Pollution
Humain
Environnement
Economique

En fin d’une période de maintenance (grand arrêt) dans une usine chimique, l’unité de fabrication de nitrate d’ammonium en solution chaude (NASC) est redémarrée vers 12 h.

Vers 22 h, des chauffeurs routiers présents dans la zone de chargement de la raffinerie voisine, à 800 m de l’unité, signalent aux opérateurs du poste de chargement une odeur irritante d’ammoniac (NH3). Un employé observera un nuage blanchâtre durant 1 h sur le site. Conformément aux consignes en vigueur, le personnel se confine préventivement et alerte la salle de conduite de l’usine. Celle-ci ne signale aucun incident de fonctionnement et les chargements reprennent à 22h15 après un contrôle atmosphérique effectué par les pompiers internes.

A 22h20, l’un des chauffeurs présents dans la raffinerie voisine de l’usine est victime de maux de tête et de nausée ; transporté à l’infirmerie de la raffinerie, il sera ensuite évacué vers l’hôpital le plus proche avant d’être arrêté 4 jours.
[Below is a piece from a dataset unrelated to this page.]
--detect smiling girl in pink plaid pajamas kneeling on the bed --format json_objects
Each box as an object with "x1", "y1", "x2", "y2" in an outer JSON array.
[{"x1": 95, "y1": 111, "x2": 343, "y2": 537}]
Le responsable de la conduite de l’unité NH3 alerte le cadre d’astreinte à 22h26 ; ce dernier se rend à son arrivée en zone de chargement et ne constate aucune odeur anormale. Les pompiers internes effectuent de nouveaux contrôles atmosphériques hors du site entre 23 h et 23h30 qui ne révèlent aucune anomalie. Le cadre d’astreinte se rend à 23h30 en salle de contrôle, constate à la lecture des rapports consignés dans le journal de l’unité NASC que le laveur des vapeurs issues de la synthèse du NASC n’était pas en service au démarrage et commande l’arrêt de l’unité à 23h50. L’exploitant n’informera l’inspection des IC du malaise du chauffeur que plusieurs heures plus tard.

Le responsable du secteur ammonitrate dont dépend l’unité NASC a redémarré l’unité sans mettre en service le laveur des vapeurs provenant du réacteur de synthèse du NASC où l’ammoniac (NH3 toxique par inhalation) est neutralisé par l’acide nitrique (HNO3), la canalisation reliant le laveur au bac de dissolution étant bouchée. Ce mode de fonctionnement est contraire à la procédure de redémarrage de l’unité qui prévoit explicitement la mise en service préalable du laveur avant celle du réacteur de neutralisation. Cette modification de la procédure n’a fait l’objet d’aucune analyse de risque préalable et n’a pas été validée selon le processus de gestion des modifications prévu par l’exploitant.

Les vapeurs du réacteur non lavées, rejetées à l’atmosphère par la cheminée de l’atelier haute de 63 m, ont formé un nuage de nitrate d’ammonium (NH4NO3 / substance irritante) et d’NH3, le pH dans le réacteur étant progressivement devenu basique (pH = 8 à 23 h). Des visites d’inspection administratives antérieures avaient déjà mis en évidence des défaillances dans la mise en oeuvre du processus de gestion des modifications des procédures d’exploitation.

La cheminée de l’unité n’est pas équipée de dispositifs d’alarme permettant aux opérateurs de détecter rapidement une émission d’NH3 à l’atmosphère. De plus, les dispositions de fonctionnement demandées par l’administration n’ont pas été respectées par l’exploitant, le fonctionnement de l’unité de fabrication de nitrate d’ammonium sans laveur de gaz étant interdit. Enfin, l’exploitation de l’unité NASC sans dispositif de lavage des gaz n’est pas décrit dans l’étude des dangers de l’usine, d’où une méconnaissance et un manque de formation du personnel d’exploitation de l’unité des risques liés à la mise en service du laveur. La défaillance ponctuelle de l’exploitant dans la gestion de la maîtrise des risques a conduit la Direction du site à un rappel de la procédure d’analyse de risques préalable à toute modification. Un rejet accidentel de dioxyde d’azote s’était déjà produit 48 h auparavant (ARIA 41423).